How to make the most of your autumn garden
Summer is fading and the softer light of autumn is shining. It’s the best time of year for making sure your garden is looking the best it can. Here are some of Jane Bellerby’s tips for achieving the best autumn garden.
Words: Jane Bellerby
Autumn offers long warm days but without the hot edge and cooler nights for deep and restful sleep. Out in the garden and further afield, there is a burst of blowsy growth highlighted by late flowering dahlias, Japanese anemone, lilies, roses, nerines, salvias and Michaelmas daisies. And weeds of course. I find the late summer/early autumn weeds have a toughness about them which makes them harder to control than soft spring growth. While I stop any seeding at the very least, I also know I can deal to them more thoroughly in the winter clean-up. The swamping effect of full growth from desirable plants helps to keep them in check as well.
Often in autumn we’re away from home on horse trips into the mountains or out on some long stretch of wild coast blowing away any cobwebs, refreshing our spirits and having fun. There tends to be a gathering element to these trips and I come home with plants from a friend’s garden or the side of the road, and often a couple of sacks of seaweed or an intriguing bit of driftwood for display. Being out in a wider environment is a source of mental stimulation, sparking new ideas and developing current themes of thought. It is restful because nothing we look at is part of our work load. Driving along gives us the chance to look at other people’s gardens and farms, we get to see and talk with people out of our valley, and we appreciate the laughter, chat and mutual challenges of being gardeners and land owners.
Then it’s home again which is often the best part of a holiday. We try to allow at least one or two days after getting home before swinging back into work mode so as not to feel swamped by all the work that has its hand up. “Mow me, weed me, plant me, harvest me!” Then there are the phone messages and the local community news to catch up on as we happily settle back into the rhythms of home.
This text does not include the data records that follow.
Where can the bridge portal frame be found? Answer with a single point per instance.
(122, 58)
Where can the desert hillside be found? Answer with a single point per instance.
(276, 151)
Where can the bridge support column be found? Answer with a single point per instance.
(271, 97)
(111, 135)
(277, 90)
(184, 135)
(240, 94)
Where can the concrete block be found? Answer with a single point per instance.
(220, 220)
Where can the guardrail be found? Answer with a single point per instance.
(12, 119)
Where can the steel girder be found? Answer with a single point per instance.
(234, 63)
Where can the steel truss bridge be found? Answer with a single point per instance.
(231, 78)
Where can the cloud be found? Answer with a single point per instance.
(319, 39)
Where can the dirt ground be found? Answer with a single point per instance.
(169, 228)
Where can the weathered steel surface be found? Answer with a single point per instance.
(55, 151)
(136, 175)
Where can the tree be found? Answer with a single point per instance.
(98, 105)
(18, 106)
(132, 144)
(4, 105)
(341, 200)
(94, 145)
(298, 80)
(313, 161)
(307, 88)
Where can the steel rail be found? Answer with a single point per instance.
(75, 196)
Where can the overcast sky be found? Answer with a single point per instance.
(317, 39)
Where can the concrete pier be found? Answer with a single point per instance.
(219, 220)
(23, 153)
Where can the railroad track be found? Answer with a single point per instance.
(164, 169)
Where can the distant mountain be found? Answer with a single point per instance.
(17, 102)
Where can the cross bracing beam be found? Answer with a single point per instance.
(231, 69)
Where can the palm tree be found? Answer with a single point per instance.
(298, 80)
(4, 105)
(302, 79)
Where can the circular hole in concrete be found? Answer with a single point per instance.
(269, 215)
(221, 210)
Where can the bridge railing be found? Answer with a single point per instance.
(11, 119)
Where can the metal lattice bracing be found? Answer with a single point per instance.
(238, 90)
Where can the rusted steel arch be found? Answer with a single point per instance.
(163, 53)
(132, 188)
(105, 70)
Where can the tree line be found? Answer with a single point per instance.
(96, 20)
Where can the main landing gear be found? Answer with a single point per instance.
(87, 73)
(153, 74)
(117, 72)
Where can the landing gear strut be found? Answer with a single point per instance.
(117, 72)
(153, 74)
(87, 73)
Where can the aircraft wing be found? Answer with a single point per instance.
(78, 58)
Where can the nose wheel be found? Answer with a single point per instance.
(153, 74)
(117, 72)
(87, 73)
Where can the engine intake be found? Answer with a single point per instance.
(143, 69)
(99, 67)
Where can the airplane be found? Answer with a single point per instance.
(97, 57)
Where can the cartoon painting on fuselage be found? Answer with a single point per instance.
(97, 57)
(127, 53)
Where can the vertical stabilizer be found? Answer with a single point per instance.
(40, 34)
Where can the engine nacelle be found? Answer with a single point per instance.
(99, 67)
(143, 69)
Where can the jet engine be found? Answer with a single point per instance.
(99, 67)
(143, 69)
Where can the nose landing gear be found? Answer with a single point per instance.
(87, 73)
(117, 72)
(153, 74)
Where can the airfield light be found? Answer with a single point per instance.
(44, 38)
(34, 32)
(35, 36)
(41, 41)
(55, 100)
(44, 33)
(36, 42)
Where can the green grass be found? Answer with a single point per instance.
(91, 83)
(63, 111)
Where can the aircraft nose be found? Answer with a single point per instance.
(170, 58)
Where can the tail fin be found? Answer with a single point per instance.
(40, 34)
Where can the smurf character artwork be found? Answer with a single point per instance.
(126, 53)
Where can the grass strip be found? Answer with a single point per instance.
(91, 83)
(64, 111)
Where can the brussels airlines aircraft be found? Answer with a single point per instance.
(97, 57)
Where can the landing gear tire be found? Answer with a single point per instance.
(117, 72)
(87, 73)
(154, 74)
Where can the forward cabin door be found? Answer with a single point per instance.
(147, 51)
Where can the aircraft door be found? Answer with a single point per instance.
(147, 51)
This time of year is also about the harvest and it’s fantastic to be gathering in produce such as main crop potatoes, corn and butternuts, late fruiting nashi, hazelnuts and walnuts, along with continuing the preserving and drying of fruit and vegetables.
I’ve dried beans, zucchini, tomatoes and onions in the past and not been happy with how they reconstitute. I can’t seem to get past the expectation that they will taste like fresh offerings. I’ve been experimenting, drying excess vegetables to the point of crispiness, then grinding everything to a powder. Tadaah! Instant soup or bouillon for travelling and to use over winter, or I can add spoonfuls to soups and stews to intensify taste and increase our mineral intake as well. It’s time to decide what other greenery you want to be eating over the next months. If I was to embark on a crusade for good eating my mantra could well be EAT HEAPS OF GREENS! And yellows and reds. I get so frustrated with the cooking shows on television when food gets tortured and fiddled with, then topped with a curl of chives and a few shreds of greenery. That is not enough to create balanced eating, and why do we garden if it is not to produce health-giving food, heaps of it and every day!
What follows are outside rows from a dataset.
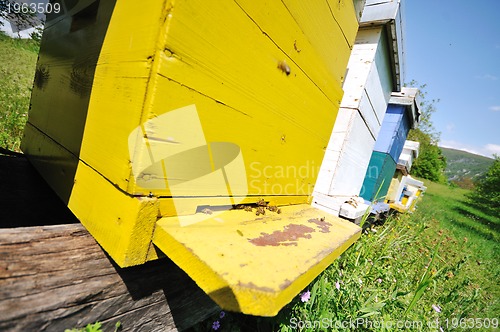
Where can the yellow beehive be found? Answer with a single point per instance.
(153, 120)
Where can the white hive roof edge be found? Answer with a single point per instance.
(389, 13)
(409, 97)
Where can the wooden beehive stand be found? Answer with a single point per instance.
(55, 276)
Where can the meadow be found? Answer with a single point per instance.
(17, 70)
(435, 269)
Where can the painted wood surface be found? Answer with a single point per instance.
(393, 132)
(200, 106)
(54, 276)
(378, 176)
(409, 153)
(347, 156)
(368, 89)
(263, 79)
(246, 265)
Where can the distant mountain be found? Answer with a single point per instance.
(464, 167)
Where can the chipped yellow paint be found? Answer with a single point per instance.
(123, 225)
(256, 264)
(200, 107)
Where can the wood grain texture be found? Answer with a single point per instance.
(57, 277)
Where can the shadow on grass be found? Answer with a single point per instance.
(480, 206)
(473, 223)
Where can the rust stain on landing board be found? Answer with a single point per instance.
(291, 233)
(287, 237)
(322, 224)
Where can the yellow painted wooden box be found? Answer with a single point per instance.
(197, 127)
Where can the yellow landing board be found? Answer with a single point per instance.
(255, 264)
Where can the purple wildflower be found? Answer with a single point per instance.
(305, 296)
(216, 325)
(436, 308)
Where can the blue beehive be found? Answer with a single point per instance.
(402, 114)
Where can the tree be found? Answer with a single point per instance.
(430, 163)
(486, 193)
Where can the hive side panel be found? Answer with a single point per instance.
(279, 122)
(64, 77)
(120, 86)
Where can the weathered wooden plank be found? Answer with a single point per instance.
(56, 277)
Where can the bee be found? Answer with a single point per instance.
(261, 202)
(273, 208)
(206, 211)
(283, 66)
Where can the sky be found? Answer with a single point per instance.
(453, 46)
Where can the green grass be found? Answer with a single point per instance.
(444, 256)
(17, 69)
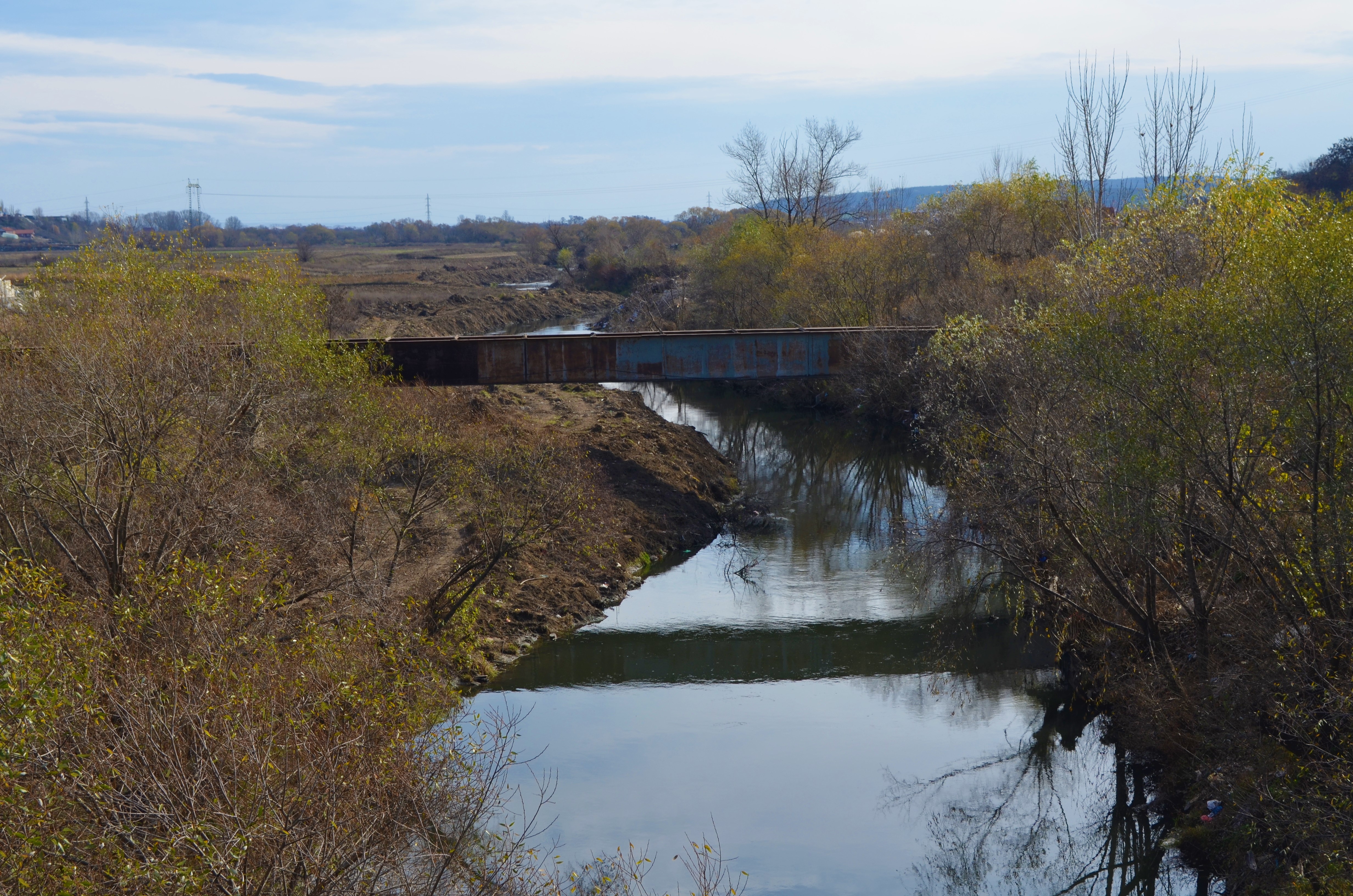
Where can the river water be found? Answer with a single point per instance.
(789, 688)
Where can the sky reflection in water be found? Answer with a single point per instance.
(795, 704)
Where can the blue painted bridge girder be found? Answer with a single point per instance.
(630, 358)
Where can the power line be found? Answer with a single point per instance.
(194, 194)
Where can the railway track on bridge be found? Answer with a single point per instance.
(632, 358)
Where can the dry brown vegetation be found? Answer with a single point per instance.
(432, 290)
(243, 578)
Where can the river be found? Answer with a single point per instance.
(789, 687)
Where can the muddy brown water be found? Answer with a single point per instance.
(789, 687)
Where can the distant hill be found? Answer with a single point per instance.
(1119, 191)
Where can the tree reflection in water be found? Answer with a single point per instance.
(1041, 818)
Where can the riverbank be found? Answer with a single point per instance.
(661, 489)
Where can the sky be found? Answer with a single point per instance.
(346, 111)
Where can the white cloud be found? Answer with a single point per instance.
(866, 43)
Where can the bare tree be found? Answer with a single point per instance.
(1090, 133)
(798, 179)
(1171, 133)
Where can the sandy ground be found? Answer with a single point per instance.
(662, 489)
(384, 292)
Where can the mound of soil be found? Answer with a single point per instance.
(381, 292)
(664, 488)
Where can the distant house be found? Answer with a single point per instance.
(10, 298)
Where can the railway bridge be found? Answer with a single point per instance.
(632, 358)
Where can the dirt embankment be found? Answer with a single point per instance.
(379, 293)
(661, 488)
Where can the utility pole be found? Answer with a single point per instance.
(194, 204)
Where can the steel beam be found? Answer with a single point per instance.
(628, 358)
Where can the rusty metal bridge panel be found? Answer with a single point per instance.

Greens for the coming months in our household include parsley, rocket, coriander, chervil, miner’s lettuce, kale, bok choi, cos lettuce, mizuna, silver beet, broccoli, cabbages and other brassicas. I want to be able to have a big handful of chopped raw greens and a big pot of cooked greens as a main part of my meals. Growing greens takes up way less room than many other crops and it is easy to keep planting a few every week or so to ensure continuity of daily supply.
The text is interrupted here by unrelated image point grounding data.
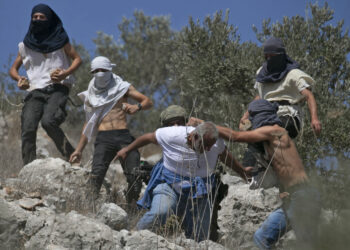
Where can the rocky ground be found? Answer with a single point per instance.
(44, 207)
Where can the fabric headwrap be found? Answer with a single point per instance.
(275, 68)
(263, 113)
(97, 102)
(101, 62)
(45, 36)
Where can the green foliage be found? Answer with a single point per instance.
(211, 69)
(141, 58)
(322, 50)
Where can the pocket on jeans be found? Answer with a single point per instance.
(61, 114)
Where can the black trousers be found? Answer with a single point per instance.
(48, 105)
(107, 144)
(292, 125)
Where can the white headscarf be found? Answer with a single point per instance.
(98, 102)
(101, 62)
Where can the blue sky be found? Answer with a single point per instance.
(83, 18)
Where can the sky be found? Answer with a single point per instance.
(83, 18)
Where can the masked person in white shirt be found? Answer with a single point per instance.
(279, 80)
(45, 53)
(183, 183)
(106, 108)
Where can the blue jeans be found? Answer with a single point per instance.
(165, 202)
(301, 212)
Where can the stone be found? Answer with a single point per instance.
(113, 216)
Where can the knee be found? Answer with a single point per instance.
(47, 123)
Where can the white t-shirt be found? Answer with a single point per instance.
(182, 160)
(287, 89)
(39, 66)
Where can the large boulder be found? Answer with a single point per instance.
(12, 222)
(56, 177)
(73, 231)
(113, 216)
(243, 211)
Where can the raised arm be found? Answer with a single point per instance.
(311, 102)
(143, 100)
(265, 133)
(138, 143)
(76, 61)
(245, 116)
(227, 158)
(261, 134)
(14, 72)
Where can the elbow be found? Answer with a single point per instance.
(149, 103)
(78, 61)
(12, 73)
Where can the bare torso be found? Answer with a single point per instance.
(116, 118)
(286, 161)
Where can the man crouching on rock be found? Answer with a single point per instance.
(106, 107)
(301, 201)
(184, 181)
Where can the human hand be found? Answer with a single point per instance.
(58, 75)
(316, 126)
(121, 154)
(248, 171)
(244, 124)
(75, 157)
(194, 122)
(23, 83)
(129, 108)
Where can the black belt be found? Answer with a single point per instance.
(297, 187)
(282, 102)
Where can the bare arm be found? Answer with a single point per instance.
(227, 158)
(257, 135)
(76, 155)
(261, 134)
(76, 61)
(15, 67)
(138, 143)
(246, 115)
(311, 102)
(14, 72)
(145, 102)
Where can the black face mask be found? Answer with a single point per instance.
(40, 26)
(277, 63)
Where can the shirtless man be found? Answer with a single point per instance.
(301, 202)
(105, 105)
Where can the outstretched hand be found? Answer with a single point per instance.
(194, 122)
(316, 126)
(121, 154)
(130, 108)
(248, 172)
(58, 75)
(23, 83)
(75, 157)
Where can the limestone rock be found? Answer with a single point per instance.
(73, 231)
(56, 177)
(113, 216)
(243, 211)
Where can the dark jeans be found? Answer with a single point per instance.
(107, 144)
(301, 212)
(48, 105)
(292, 125)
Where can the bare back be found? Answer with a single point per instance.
(286, 161)
(116, 118)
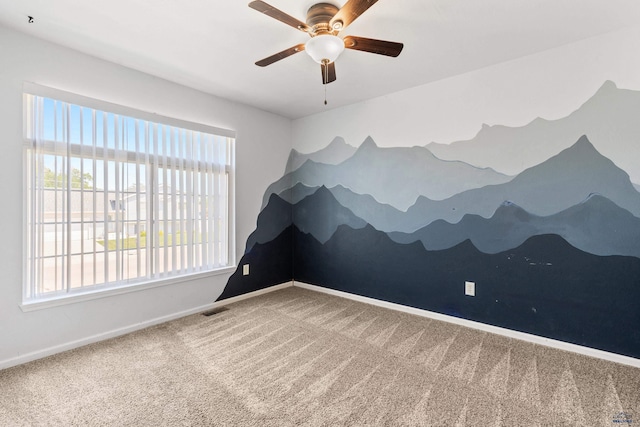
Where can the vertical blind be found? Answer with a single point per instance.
(115, 200)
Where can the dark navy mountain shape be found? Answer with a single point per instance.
(597, 226)
(272, 220)
(548, 188)
(396, 176)
(609, 118)
(319, 214)
(336, 152)
(270, 264)
(544, 287)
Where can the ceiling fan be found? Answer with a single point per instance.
(324, 22)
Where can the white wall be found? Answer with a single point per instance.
(549, 84)
(262, 147)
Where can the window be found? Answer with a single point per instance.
(116, 197)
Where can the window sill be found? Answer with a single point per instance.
(81, 296)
3 TIPS FOR A BIT OF SPICE IN YOUR LIFE
Chillies are fun, but not necessarily easy to grow;
• Little Thai chillies are both dried and frozen – I throw them in the freezer ‘au naturel’ – then reconstitute under a running hot tap for a few moments, before I chop and cook with them as if they were fresh.
• To maximise the heat they thrive in, I mulch the chilli plants with seagrass. Being dark, it absorbs the warmth well.
• I lay flat rocks around the plants to hold the heat of the sunny days and release it over the evening after the sun has gone. The rocks and seaweed continue their multi-tasking by suppressing weeds and conserving moisture.
WHAT TO DO IN THE GARDEN NOW
• A cut-back of fading flowers and a bit of a feed will keep plants boosted along for a burst of autumn flowering.
• Slugs and snails are about as usual, especially once it gets a bit damper as autumn rains begin, so staying vigilant will protect young plants.
• Sweet peas planted now into deeply dug and fertile soil with a tall frame to grow up will be spring beauties in a few months.
• It’s bulb planting time and there are usually lots of bargains to be had in the gardening shops or you may find friends and family who are happy to share with you. A basic rule of thumb is to plant a bulb to a depth of twice its size. Mark them well if they are planted in an area you cultivate.
• Rose cuttings and those of many other shrubs like hebes can be taken now. Push them into sharp sand and soil and keep them moist. Once they have rooted they can be cared for over winter, then transplanted out in the spring.
• Leafy greens en masse in the vegetable garden will mean plenty of choice in the cooler months to complement, enhance and balance the intake of the more sturdy vegetables.
• Broad beans can be sown directly into well worked and fertile soil. I keep the slugs away with a scattering of ashes and sometimes sharp sand. Once the beans are up and away they need support because as they grow higher it’s not pleasing if a storm whips by and lays them flat!
• Sugar snap peas are great to grow over winter in areas where the frosts are not too hard. The pods are delicious, the flowers are beautiful and the green tips taste great in the salad bowl.